We sat in my office. It was as though I had stepped into a zone, the light was all white, nothing existed beyond it. We talked about what had happened. I told her about the night in detail. Why didn’t you say anything? Tonje kept saying. Why didn’t you say anything? Why didn’t you say anything? I apologised, I said I hadn’t meant it, I asked for her forgiveness, but we were both in a completely different place, this wasn’t about forgiveness, this was about what we had together, which had been so wonderful that it was ruined. The way all of this had come out, the brutal and uncontrolled manner of it, had given her a shock, she was in shock, her face was still ashen, but she wasn’t crying, she was just attempting to grasp the significance of it. I was also in shock, the white light seared out everything else, all that was left was the terrible deed. I told her it wasn’t rape. Of course, she said, I know, that’s not what this is about. For me though it was also what this was about, anything could happen, she could go to the police, they might come here and arrest me. No one in the world would believe me, I would be convicted as a rapist, the worst thing that could befall me, the greatest ignominy, for all the future, for the rest of my life. What was more, I was in the public eye, if the press got hold of it I would be hung out to dry on every single front page in the whole country. I didn’t give that any thought then though as we sat talking in my study, it was what I had done to Tonje that counted. She didn’t cry, but she had withdrawn, she was deep inside herself, shaken to the very bottom of her soul.
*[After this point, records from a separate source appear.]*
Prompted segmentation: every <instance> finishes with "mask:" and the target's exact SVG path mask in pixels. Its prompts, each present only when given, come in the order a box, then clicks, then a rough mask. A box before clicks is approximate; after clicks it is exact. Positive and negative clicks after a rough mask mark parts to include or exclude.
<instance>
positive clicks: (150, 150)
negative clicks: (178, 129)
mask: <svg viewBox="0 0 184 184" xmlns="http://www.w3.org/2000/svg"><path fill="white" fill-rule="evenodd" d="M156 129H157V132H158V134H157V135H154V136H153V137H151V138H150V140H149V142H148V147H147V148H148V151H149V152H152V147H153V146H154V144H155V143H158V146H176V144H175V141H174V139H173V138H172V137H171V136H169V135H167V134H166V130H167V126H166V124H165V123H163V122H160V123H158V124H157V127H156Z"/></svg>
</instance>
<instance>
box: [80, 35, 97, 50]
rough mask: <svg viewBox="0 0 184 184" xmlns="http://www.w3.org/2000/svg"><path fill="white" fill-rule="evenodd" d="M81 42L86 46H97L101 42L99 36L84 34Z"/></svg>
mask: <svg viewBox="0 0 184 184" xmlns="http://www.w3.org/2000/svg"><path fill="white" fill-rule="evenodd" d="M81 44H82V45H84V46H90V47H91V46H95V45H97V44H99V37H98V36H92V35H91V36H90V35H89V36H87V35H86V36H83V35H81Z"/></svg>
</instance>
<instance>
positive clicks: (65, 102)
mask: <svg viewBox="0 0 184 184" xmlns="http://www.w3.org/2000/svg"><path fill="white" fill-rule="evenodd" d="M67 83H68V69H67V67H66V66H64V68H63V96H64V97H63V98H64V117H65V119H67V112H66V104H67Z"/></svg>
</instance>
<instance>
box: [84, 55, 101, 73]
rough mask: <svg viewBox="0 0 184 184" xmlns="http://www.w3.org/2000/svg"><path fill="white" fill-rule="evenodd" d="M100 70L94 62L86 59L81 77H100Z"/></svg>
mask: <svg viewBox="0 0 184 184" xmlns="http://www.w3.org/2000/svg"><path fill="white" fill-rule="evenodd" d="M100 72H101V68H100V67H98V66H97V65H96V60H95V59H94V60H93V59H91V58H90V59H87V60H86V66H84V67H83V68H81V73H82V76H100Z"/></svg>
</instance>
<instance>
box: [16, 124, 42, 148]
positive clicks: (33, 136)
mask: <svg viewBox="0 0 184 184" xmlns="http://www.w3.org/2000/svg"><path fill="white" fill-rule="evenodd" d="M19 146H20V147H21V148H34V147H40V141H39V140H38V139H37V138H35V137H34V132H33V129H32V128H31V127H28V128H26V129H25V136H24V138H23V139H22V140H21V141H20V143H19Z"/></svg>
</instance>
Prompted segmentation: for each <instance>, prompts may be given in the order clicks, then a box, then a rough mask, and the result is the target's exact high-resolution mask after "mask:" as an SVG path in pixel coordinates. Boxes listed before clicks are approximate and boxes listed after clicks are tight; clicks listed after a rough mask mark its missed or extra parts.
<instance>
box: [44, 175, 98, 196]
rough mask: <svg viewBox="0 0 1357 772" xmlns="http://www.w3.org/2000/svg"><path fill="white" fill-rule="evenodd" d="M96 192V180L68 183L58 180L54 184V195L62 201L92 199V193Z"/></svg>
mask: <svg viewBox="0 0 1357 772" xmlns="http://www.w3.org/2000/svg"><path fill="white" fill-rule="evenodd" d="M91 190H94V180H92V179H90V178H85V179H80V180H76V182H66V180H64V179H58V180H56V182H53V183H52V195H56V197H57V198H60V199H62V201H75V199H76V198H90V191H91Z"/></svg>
The next day I walked into town, which had totally disappeared, it had been erased, the thought of what I had done was all that existed.
They weren’t in the café. I waited for an hour, they didn’t come.
I rang Tomas and brought him up to date. He was furious. He said he knew Arild, which was his name, her ex, he was a criminal, a drug addict, he was nothing to be afraid of, but if you like, Karl Ove, I can go and pay him a visit and frighten him so much he’ll never contact you again. I’ll knock him senseless if necessary. Shall I? Let’s wait a bit, I said, and see what happens. If he contacts me again you could perhaps have a word with him. I’ll do that. You can rely on me. That kind of person is just evil.
When I returned, the flat wonderfully illuminated by the glow of the winter sun, I heard Tonje running water into the bath. I didn’t want to disturb her, I went into the sitting room and looked up at the mountain opposite.
The sound of running water stopped.
A long drawn-out heart-rending sob came from her.